Uma grande variedade de enzimas peroxidase catalíticas, como MPO, HRP e lignina peroxidase (LiP), estão presentes no corpo ou no ambiente. Vários estudos investigaram os efeitos de enzimas como HRP e hMPO na degradação de nanotubos de carbono de paredes simples e múltiplas. Um estudo recente demonstrou a degradação do óxido de grafeno na presença de HRP. Esses estudos indicam que a degradação enzimática depende da funcionalização da superfície dos nanomateriais de carbono e requer etapas de pré-tratamento, que incluem exposição a ácidos fortes e oxidantes antes da degradação enzimática. Além disso, foi relatado que esse processo de degradação é eficaz após a exposição contínua de nanomateriais de carbono a enzimas e H2O2. Assim, as enzimas peroxidases certamente poderiam acelerar a degradação do grafeno na presença de H2O2

No entanto, essas enzimas são encontradas principalmente na proximidade de certas células animais (MPO é secretada por células inflamatórias – neutrófilos), células vegetais (HRP está presente na raiz da planta de rabanete) ou fungos (LiP é encontrado em fungos como como Phanerochaete chrysosporium). O H2O2, por outro lado, não está restrito a esses bioorganismos, mas é onipresente nas células eucarióticas e nos recursos naturais (água doce e do mar). Nossos resultados sugerem fortemente que o mecanismo alternativo de degradação na presença de H2O2 em concentrações fisiologicamente e ambientalmente relevantes (1–10 000 × 10−6 M) pode iniciar e degradar grafeno puro de uma e múltiplas camadas. 

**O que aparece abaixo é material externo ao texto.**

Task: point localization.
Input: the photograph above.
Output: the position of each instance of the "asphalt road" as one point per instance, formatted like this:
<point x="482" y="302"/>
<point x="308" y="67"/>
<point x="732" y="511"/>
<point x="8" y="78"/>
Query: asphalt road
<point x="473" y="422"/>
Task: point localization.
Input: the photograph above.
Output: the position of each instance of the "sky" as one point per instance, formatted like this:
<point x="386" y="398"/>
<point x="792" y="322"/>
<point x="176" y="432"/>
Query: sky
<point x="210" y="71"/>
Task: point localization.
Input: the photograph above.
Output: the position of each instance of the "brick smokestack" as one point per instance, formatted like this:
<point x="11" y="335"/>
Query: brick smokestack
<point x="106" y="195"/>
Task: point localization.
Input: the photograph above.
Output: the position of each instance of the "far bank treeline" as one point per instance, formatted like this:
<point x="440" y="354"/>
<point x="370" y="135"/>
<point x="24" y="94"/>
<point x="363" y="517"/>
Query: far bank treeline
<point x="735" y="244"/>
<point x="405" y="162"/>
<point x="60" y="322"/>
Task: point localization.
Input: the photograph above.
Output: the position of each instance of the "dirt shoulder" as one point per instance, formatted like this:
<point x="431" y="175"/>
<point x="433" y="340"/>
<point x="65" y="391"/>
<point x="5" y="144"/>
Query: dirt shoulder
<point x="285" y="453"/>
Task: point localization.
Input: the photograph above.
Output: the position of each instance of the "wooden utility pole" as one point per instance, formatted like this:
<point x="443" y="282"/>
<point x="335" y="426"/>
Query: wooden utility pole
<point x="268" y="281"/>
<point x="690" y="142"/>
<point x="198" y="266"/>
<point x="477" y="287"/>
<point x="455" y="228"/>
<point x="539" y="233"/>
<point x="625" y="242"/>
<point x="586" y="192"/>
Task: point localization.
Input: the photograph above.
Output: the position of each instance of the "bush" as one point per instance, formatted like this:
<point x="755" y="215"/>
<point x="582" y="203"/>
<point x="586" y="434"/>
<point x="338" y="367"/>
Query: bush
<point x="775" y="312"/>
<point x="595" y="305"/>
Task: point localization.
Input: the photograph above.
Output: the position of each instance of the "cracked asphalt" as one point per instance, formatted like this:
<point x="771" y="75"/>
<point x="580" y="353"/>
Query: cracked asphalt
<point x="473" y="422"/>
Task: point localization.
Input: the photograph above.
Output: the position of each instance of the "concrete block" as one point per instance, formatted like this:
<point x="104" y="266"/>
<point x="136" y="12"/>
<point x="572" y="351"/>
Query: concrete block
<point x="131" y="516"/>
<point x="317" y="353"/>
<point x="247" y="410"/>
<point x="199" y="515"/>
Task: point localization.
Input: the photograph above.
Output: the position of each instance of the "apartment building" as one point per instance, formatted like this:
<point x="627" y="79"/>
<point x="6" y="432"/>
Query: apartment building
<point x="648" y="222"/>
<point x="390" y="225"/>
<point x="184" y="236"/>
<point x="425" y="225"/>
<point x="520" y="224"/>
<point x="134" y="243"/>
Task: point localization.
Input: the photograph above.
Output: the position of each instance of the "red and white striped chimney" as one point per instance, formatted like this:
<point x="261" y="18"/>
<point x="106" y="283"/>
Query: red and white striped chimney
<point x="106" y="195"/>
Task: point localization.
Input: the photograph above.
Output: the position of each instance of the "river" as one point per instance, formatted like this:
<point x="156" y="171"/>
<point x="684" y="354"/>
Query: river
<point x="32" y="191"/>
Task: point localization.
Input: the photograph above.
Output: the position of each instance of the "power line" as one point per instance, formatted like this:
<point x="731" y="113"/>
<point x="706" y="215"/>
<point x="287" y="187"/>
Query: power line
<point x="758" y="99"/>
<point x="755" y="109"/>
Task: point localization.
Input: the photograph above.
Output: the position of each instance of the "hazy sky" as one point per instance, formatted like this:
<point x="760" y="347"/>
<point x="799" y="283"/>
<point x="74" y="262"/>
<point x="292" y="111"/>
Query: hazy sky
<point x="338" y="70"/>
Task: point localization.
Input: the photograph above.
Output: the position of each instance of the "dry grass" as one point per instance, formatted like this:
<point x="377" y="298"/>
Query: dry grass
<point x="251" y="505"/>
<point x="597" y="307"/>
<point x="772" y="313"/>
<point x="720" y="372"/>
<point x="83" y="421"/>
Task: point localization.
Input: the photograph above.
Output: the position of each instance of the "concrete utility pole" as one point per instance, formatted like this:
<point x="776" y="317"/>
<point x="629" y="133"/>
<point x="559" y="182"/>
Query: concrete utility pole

As limitações do estudo acima são: enquanto as concentrações de H2O2 mimetizam aquelas encontradas em condições fisiológicas e ambientais, as condições experimentais controladas permitem que todo o H2O2 disponível interaja com o grafeno; outros processos redox concorrentes em sistemas biológicos ou ambientes que requerem H2O2 estavam ausentes. A presença desses processos concorrentes prejudicará a taxa de degradação. Os estudos foram realizados em folhas multicamadas de grafeno puro. Assim, este estudo fornece apenas informações sobre o efeito de degradação da superfície do H2O2. A degradação em massa na quantidade macroscópica de agregados de grafeno na presença de H2O2 ainda precisa ser determinada.